Further afield, there might be instances where germline editing will be used for enhancement rather than disease correction. One could compose a list of cosmetic or behavioral traits that might prove attractive targets. For example, speaking to the Financial Times,12 Robin Lovell-Badge, PhD, a leading developmental biologist at the Crick Institute in London and a member of the WHO commission on germline editing, said: “Some people will want to never allow germline genome editing because they think it’s bad for humanity. That scares me. I don’t like closing and locking doors. Take global warming—we might need to modify ourselves.” But that is well down the road.
Who is right? Zayner, the biohacker, who asserts that thousands of edited embryos will be born during this century. Or Urnov, the veteran genome editor, who says germline editing has no medical justification and is a classic case of “a solution in search of a problem”?
The story is just getting started.
1. Musunuru, K. The CRISPR Generation: The Story of the World’s First Gene-Edited Babies. Bookbaby. Pennsauken, NJ.
2. Regalado, A. China’s CRISPR babies. MIT Technology Review. 3 Dec. 2019.
3. Davies, K. NIH Director Backs Moratorium for Heritable Genome Editing. GEN. 8 Nov. 2019.
4. Osborne, H. Chinese Scientist He Jiankui Jailed for Creating World’s First Gene Edited Babies ‘In The Pursuit Of Personal Fame And Gain.’ Newsweek. 30 Dec. 2020.
5. Moritsugu, K. China convicts 3 researchers involved in gene-edited babies. AP. 30 Dec. 2019.
6. Zayner, J. CRISPR babies scientist He Jiankui should not be villainized—or headed to prison.
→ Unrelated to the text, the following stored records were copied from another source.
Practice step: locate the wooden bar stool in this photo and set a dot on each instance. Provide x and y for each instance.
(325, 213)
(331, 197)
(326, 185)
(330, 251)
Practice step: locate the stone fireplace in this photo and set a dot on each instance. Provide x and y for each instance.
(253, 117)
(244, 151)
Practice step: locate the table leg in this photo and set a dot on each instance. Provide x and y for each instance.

STAT. 2 Jan. 2020.
7. Lander E.S., Baylis F., Zhang F., Charpentier E., et al. Adopt a moratorium on heritable genome editing. Nature. 2019 Mar; 567(7747): 165–168.
8. Macintosh, K.L. Heritable Genome Editing and the Downsides of a Global Moratorium. The CRISPR Journal. 9 Oct. 2019.
9. Knoppers, B.M., Kleiderman, E. Heritable Genome Editing: Who Speaks for “Future” Children? The CRISPR Journal. 9 Oct. 2019.
10. Greely, H.T. Human Germline Genome Editing: An Assessment. The CRISPR Journal. 9 Oct. 2019.
11. Kravchenko, S. Future of Genetically Modified Babies May Lie in Putin’s Hands. Bloomberg. 29 Sept. 2019.
12. Ahuja, A. Crossing ethical red lines in gene editing. Financial Times. 27 Dec. 2019.